Dynamic data masking
In dynamic data masking, the mask is applied on a copy of the data whenever the system receives a user request.
View-based data masking
In this data masking technique, when a user requests data, based on the access rights of the user, a mask is applied and the user gets a “masked view” of the original data. The masked view is a virtual table. View-based dynamic masking is suitable in test environments where every test user may not have the same data privileges.
Proxy-based data masking
Proxy-based data masking is a newer method of dynamic data masking. In this model, all the data requests go through a proxy system, which runs the data masking as a service. An example of proxy-based masking is the data transaction between an application and a database. If the application issues too many queries for sensitive data like credit card numbers, the proxy system might mask the data. This is to protect the data in the event of hacking or any unauthorized access. In this model, the query result is substituted by the masked data. In a different implementation, the query itself is re-written to run against the masked data copy. The results are then selected from the masked columns of the database.

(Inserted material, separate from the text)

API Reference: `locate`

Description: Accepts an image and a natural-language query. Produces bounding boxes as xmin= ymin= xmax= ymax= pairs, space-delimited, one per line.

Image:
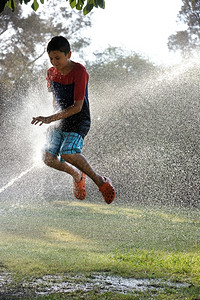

What are the challenges of data masking?
While the process of masking seems simple, a data masking system faces many challenges in making a meaningful, masked copy of production data.
Format preservation
The data masking system should understand what the data represents. When replacing with inauthentic data, the masking system should preserve the format. This is particularly important for dates and strings of data where the order and format are essential.
Referential integrity
In a relational database, the tables are interconnected with primary keys. When the masking system scrambles or replaces the values of the primary key of a table, the same value should be consistently changed throughout the database.
Gender preservation
While replacing people’s names in a database, the masking system should be aware of male and female names. If the masking system randomly changes the name, the gender distribution in the table will be affected.
Semantic integrity
Most databases enforce rules about the range of permitted values. For example, there might be a range of salaries. The masked data should fall in this range to preserve the meaning (semantics) of the data.
Uniqueness
If the original data in a table is unique, the masking system should supply unique values for each data element. For example, if a table stores the SSNs of employees, after masking, each employee should still have a unique SSN.
The masked data must retain any meaningful frequency distribution—for example, geographic distribution. The average value of columns in the masked data should also be close to the original data.
What are the benefits of data masking?
Protects against data security threats
Data masking is an effective solution for various data security threats like data leaks, hacking, insecure data interfaces, or intentional data misuse.
Allows business data to be used for testing
Data masking lets companies use valuable business data for testing and training purposes, without having to worry about leaking original data.
Allows information sharing
Organizations can outsource their data-related tasks and provide production data to third-party vendors.
Preserves data format and structure
Data masking preserves the structure and format of the original data, which makes it an ideal technique to assist non-production procedures and research.